Pemahaman Lonergan mengenai hubungan antara teologi dan kebudayaan dapat dijumpai dalam beberapa karyanya, terutama paling jelas dalam Method in Theology di mana kebudayaan, yang difahaminya dengan pendekatan empiris, terdefinsi sebagai seperangkat nilai dan makna yang membentuk suatu cara hidup. Di atas pemahaman seperti itulah, teologi dibangun sebagai suatu jembatan yang menghubungkan suatu matriks kebudyaan dengan peran dan makna suatu agama dalam matriks tersebut. Pemahaman seperti itu tentu kontra dengan pemahaman normatif dari kaum klasikis. Dalam pemahaman klasikis, hanya ada satu kebudayaan yang bersifat universal dan permanen dan dengan demikian teologi pun difahami sebagai suatu khasanah permanen dengan orientasi utama pada hakekatnya. Sebaliknya dalam pendekatan empiris, teologi dilihat sebagai suatu proses yang berkelanjutan dengan orientasi utama pada upaya membangun metode.11 Metode inilah merupakan hal yang amat penting dalam berteologi.
Dengan pemahaman seperti di atas, Lonergan hendak memperlihatkan bahwa teologi harus tertancap di dalam konteks sejarah dan kebudayaan setempat. Hal itu berarti bahwa para teolog atau pewarta harus memiliki horizon yang luas seraya mengakrabkan pemahamannya terhadap bahasa dan kebudayaan setempat,12 terhadap kompleksitas pergumulan sosial, ekonomi dan politik, yang memang khas dan berbeda pada setiap tempat dan waktu, sehingga pesan Injil dapat sampai dan menjadi milik orang-orang setempat.

Penutup

Bernard Lonergan berupaya untuk memperlihatkan bahwa sejarah dan kebudayaan amat penting dalam berteologi. Hal itu pula yang menjadi perhatian dari seorang teolog sekaliber Thomas Aquinas. Oleh karena itu peremehan terhadap Aquinas karena dianggap mengabaikan sejarah, sesungguhnya tidak benar. Teologi memang harus memperhitungkan segala dinamika historis dan kultural agar tidak menjadi ‘tamu abadi di tempat yang didiaminya’.

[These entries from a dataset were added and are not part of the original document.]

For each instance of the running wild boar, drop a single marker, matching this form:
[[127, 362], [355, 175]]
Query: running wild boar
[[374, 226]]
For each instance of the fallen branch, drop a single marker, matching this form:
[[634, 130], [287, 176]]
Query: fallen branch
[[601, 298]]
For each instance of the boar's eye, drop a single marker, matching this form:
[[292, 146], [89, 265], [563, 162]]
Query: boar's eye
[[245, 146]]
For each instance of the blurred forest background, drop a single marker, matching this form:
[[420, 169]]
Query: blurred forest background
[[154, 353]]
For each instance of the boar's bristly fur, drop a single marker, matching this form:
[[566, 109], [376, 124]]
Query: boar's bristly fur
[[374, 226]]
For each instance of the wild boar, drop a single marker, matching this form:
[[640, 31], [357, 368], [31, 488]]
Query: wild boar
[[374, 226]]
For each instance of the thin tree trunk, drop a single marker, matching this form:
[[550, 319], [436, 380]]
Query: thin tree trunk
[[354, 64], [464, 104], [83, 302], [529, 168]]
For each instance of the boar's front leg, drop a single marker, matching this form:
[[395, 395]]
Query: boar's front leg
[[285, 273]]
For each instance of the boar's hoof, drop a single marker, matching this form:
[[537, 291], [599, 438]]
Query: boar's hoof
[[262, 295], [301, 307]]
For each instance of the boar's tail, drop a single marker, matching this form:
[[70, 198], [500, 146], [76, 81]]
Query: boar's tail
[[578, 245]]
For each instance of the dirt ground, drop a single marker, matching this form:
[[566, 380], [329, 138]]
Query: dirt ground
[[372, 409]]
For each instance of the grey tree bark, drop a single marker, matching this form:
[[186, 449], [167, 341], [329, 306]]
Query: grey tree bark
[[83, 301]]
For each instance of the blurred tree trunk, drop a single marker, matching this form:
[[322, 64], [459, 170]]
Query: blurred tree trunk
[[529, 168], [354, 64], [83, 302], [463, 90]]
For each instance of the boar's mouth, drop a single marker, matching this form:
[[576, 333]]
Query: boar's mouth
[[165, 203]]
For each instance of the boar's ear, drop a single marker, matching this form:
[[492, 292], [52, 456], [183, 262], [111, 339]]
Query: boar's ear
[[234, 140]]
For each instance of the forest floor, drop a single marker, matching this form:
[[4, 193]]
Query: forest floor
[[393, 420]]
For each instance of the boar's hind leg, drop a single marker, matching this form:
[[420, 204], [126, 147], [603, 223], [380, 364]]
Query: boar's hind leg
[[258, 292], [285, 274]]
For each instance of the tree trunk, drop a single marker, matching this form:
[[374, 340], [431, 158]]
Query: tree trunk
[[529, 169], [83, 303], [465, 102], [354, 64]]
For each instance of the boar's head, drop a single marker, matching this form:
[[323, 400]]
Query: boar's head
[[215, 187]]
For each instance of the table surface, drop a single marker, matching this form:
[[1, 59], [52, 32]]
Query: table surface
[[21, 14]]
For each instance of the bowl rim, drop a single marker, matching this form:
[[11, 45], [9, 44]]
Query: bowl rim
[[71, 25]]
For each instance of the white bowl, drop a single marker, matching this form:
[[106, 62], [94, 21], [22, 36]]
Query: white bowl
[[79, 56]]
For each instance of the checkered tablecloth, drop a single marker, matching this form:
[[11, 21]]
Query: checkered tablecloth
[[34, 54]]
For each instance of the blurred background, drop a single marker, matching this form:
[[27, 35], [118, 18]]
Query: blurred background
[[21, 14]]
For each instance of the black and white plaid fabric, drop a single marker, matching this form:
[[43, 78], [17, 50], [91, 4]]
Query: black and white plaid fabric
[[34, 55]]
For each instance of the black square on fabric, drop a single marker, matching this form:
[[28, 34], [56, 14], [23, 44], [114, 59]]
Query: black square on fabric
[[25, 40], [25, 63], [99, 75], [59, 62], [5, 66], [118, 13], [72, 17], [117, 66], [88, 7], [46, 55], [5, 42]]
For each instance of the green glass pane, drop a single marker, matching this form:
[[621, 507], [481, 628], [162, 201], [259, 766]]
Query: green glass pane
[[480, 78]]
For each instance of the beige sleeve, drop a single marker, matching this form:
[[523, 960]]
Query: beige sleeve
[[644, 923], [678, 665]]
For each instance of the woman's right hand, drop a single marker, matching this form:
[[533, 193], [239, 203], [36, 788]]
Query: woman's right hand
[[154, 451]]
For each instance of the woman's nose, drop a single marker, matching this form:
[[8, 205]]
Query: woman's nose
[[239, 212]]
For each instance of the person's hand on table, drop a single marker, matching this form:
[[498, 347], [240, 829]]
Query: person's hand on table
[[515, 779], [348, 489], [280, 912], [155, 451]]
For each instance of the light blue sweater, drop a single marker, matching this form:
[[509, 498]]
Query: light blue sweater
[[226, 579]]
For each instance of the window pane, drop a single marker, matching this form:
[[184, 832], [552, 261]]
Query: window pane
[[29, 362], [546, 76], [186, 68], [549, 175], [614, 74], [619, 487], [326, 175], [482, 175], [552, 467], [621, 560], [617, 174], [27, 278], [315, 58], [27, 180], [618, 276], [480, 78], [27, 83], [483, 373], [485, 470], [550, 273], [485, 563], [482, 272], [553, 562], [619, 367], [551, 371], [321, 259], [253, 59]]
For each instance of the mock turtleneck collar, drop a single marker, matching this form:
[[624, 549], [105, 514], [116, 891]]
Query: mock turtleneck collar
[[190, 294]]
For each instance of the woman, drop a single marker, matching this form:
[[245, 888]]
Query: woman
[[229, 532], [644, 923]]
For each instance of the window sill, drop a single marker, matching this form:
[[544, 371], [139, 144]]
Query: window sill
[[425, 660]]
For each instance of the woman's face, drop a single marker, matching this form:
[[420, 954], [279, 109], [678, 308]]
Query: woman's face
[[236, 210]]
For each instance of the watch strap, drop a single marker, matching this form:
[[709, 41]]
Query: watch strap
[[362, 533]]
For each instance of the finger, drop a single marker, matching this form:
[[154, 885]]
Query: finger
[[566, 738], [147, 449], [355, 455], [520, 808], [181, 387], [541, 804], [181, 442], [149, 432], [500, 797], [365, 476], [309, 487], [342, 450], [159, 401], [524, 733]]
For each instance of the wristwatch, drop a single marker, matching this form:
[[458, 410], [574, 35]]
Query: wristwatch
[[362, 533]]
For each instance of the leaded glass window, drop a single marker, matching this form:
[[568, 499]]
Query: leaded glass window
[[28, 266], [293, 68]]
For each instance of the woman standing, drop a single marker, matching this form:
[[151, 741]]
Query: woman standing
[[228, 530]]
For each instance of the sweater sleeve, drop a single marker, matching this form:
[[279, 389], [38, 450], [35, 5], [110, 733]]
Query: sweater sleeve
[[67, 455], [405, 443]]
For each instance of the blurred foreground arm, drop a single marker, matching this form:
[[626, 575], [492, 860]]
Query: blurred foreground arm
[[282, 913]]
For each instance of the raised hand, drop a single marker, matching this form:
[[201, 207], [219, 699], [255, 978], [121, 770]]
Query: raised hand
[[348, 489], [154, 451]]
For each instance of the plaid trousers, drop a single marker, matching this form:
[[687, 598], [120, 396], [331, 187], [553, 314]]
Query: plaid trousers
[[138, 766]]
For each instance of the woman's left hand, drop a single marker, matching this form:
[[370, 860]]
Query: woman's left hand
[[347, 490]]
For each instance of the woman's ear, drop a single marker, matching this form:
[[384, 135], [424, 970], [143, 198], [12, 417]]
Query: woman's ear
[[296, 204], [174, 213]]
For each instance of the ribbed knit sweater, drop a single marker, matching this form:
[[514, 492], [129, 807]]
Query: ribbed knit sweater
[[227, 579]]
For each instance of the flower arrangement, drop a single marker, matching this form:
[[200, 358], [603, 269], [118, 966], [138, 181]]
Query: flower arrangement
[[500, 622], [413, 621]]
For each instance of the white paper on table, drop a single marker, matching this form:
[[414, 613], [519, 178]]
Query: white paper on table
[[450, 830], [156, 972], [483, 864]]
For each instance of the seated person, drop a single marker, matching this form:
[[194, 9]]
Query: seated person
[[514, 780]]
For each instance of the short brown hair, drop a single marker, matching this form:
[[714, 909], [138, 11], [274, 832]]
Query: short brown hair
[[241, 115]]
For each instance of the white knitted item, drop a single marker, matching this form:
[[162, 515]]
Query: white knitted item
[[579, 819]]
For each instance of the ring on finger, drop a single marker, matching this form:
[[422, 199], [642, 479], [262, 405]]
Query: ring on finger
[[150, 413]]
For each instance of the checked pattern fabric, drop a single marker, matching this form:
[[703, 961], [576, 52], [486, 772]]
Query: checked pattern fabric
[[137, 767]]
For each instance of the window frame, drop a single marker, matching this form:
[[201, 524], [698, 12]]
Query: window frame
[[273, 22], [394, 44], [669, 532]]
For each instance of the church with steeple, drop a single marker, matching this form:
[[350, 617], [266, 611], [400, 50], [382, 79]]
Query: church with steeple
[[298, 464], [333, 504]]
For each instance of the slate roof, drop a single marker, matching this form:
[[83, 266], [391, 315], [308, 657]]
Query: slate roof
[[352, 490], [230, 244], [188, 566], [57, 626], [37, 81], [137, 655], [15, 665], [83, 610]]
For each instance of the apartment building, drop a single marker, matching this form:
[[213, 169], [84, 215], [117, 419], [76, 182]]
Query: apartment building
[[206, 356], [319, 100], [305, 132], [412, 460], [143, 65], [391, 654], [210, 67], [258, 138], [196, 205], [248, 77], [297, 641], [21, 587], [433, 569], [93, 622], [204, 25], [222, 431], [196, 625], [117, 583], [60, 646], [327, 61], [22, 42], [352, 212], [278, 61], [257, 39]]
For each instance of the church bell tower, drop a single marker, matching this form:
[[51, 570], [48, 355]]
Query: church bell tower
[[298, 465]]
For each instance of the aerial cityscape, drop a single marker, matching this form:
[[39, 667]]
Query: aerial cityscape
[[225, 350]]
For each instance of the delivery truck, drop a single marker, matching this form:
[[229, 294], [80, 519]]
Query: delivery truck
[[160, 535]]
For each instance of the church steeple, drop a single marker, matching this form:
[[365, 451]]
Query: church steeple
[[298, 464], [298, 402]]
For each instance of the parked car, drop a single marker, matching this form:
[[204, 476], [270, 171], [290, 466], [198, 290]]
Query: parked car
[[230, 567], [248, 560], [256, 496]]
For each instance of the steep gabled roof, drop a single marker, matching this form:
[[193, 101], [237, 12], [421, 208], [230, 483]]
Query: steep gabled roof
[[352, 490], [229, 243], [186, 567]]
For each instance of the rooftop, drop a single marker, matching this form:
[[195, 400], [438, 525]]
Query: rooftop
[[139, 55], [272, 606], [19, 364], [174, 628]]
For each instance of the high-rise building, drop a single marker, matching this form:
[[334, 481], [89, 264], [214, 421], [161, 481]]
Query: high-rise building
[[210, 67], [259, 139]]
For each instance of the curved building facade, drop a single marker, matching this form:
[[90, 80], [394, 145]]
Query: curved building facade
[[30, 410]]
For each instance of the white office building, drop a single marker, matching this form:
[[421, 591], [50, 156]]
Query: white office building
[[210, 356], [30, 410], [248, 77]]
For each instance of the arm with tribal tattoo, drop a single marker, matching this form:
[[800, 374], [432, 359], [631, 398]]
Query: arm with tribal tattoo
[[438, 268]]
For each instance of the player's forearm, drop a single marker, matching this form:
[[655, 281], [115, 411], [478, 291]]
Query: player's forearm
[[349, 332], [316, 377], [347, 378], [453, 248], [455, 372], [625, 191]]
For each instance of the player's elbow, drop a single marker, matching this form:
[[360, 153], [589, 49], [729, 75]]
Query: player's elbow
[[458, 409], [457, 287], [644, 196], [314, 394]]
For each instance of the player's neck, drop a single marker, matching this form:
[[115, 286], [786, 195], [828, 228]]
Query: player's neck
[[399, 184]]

1 A. Bagus Laksana, S.J.,  “Teologi Dalam Jaringan, Sketsa Teologi (Katolik) Pasca-Vatikan II”,  Makalah yang dipresentasikan dalam Asosiasi Teolog Indonesia di Wisma Syantikara, Yogyakarta, 18 Oktober 2013, hal.3. Sebutan neo-Skolastisme itu dapat mencakup Thomisme, Scotisisme dan Suarezianisme.
2 Perdebatan tersebut dapat dipandang sebagai evolusi internal Thomisme, yakni perdebatan  antara para Thomis yang terbagi dalam dua kelompok: kelompok pertama, dihidupi oleh para pemikir Nouvelle Theologie yang memberikan penekanan pada dimensi historis dengan melakukan ad fontes pada pemikiran patristik dan biblis. Kelompok berikutnya adalah para pemikir Anglo-Amerika yang berupaya mengembangan pemikiran Aquinas dengan mengadopsi metode analitis British abad XX yang cenderung mengabaikan dimensi historis. Tracy Rowland mengulas hal tersebut secara lebih komprehensif dalam Culture and the Thomist Tradition, After Vatican II, Routledge, London and New York, 2003. Lonergan tidak termasuk dalam kedua kategori itu, meskipun dalam arti tertentu yang dapat diperdebatkan, dia disebut sebagai seorang Thomis dengan kategori baru yakni Thomis Trensendental. 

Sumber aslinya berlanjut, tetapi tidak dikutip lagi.